Parmi les points d’achoppement de la négociation entre Bruxelles et Londres figure la question du "Backstop" irlandais ("filet de sécurité", en français). Avec le Brexit se pose la question de la réapparition d’une frontière physique entre l’Irlande, membre de l’UE, et l’Irlande du Nord, qui ne le sera plus. Ce qui remettrait en cause l'accord du Vendredi saint de 1998, qui a mis fin aux violences entre catholiques et unionistes en Irlande du Nord. Pour éviter ce scénario, l’idée serait de créer une union douanière entre l’UE et l’Irlande du Nord, tout en contrôlant les importations en provenance de pays tiers. Londres y est opposé. "Le Backstop n’est pas un monstre à douze têtes", a plaidé Amélie de Montchalin. "À défaut de meilleure idée, il s’agit de proposer au Royaume-Uni de continuer à appliquer certaines normes. (…) Ce n’est pas très compliqué. On donne une ampleur politique démesurée par rapport à l’essence de cette solution." "Nous sommes totalement ouverts à ce que les Britanniques proposent une autre solution", a-t-elle également fait savoir.
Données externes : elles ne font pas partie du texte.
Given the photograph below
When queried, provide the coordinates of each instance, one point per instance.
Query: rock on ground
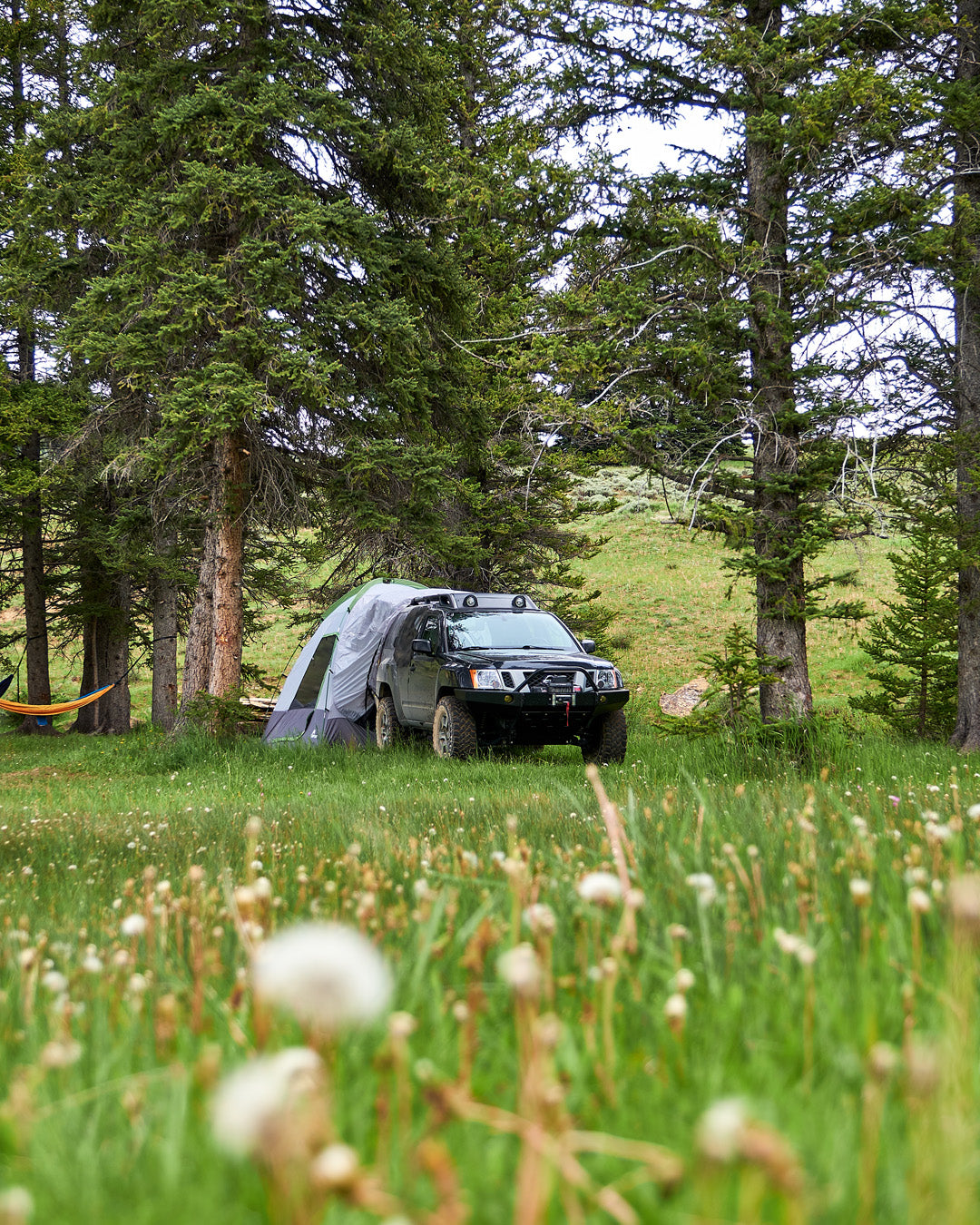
(683, 700)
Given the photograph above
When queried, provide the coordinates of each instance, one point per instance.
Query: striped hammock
(58, 707)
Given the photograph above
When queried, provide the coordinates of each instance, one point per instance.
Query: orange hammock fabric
(58, 708)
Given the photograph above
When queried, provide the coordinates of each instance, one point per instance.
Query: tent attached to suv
(325, 697)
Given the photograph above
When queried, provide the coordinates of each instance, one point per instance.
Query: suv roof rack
(455, 599)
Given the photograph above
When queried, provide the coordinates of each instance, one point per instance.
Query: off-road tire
(454, 730)
(388, 731)
(605, 742)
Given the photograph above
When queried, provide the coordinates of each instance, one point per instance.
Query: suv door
(419, 679)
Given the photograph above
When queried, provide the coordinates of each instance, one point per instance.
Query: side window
(431, 629)
(402, 644)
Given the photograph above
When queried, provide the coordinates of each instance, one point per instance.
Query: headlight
(485, 678)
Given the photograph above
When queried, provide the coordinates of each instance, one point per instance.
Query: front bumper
(524, 717)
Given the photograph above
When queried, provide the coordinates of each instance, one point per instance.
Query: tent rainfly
(325, 697)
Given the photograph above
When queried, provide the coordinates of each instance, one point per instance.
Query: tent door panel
(309, 688)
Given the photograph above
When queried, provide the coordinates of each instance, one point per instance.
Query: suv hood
(531, 661)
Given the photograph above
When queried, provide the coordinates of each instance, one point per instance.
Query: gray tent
(325, 697)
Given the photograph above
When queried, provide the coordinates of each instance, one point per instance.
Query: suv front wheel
(454, 730)
(388, 731)
(605, 741)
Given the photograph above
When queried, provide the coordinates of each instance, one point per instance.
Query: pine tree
(914, 644)
(794, 209)
(262, 316)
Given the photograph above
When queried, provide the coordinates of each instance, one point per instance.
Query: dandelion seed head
(326, 974)
(602, 888)
(250, 1102)
(919, 902)
(720, 1130)
(704, 886)
(132, 925)
(335, 1168)
(521, 970)
(54, 982)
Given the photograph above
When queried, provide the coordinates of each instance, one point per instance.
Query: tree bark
(115, 706)
(32, 538)
(966, 191)
(230, 565)
(163, 598)
(780, 590)
(200, 646)
(34, 599)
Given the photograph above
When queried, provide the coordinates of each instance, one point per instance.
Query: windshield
(507, 631)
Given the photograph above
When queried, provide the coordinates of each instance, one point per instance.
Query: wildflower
(919, 902)
(326, 974)
(335, 1168)
(937, 835)
(59, 1055)
(252, 1100)
(402, 1025)
(965, 906)
(675, 1012)
(423, 891)
(132, 925)
(603, 888)
(704, 887)
(720, 1129)
(521, 970)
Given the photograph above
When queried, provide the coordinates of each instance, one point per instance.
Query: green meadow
(727, 982)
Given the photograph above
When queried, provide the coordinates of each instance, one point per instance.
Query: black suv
(495, 671)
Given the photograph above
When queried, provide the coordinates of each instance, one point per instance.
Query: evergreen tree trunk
(32, 541)
(34, 602)
(966, 192)
(780, 592)
(230, 565)
(163, 601)
(92, 597)
(115, 706)
(200, 647)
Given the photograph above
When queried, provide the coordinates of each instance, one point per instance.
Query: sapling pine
(914, 644)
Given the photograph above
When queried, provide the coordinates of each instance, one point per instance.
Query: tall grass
(109, 1075)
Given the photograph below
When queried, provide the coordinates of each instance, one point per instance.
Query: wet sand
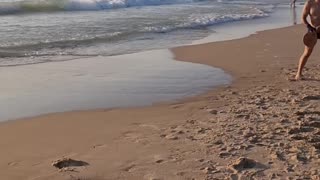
(262, 126)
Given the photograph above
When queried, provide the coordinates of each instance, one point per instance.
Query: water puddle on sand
(102, 82)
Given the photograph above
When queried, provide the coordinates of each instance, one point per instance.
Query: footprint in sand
(67, 164)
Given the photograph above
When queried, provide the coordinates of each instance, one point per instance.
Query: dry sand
(263, 126)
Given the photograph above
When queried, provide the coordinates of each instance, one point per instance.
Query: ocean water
(37, 31)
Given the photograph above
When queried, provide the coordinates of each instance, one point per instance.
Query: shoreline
(199, 137)
(255, 27)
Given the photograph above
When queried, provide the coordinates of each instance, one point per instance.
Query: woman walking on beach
(311, 9)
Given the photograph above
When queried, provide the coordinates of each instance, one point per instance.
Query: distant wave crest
(29, 6)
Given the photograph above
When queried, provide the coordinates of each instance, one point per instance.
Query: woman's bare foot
(298, 77)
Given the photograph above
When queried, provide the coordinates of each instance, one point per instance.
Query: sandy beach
(262, 126)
Pour Hervé Morin le président de la région Normandie - l’une des principales touchées avec les Hauts-de-France -, la perspective d’une sortie sans accord reste une menace pour l’économie. "Ce serait une thrombose absolue si on allait vers un Brexit dur, au moins pendant quelques jours, il ne faut pas se raconter d'histoires", a-t-il mis en garde, mercredi, sur BFM Business. "On a beau avoir anticipé, on a beau avoir construit des flux, il est évident qu'il faut que l'ensemble des acteurs économiques, notamment britanniques, intègre l'ensemble des processus administratifs et douaniers qu'impose le retour aux frontières."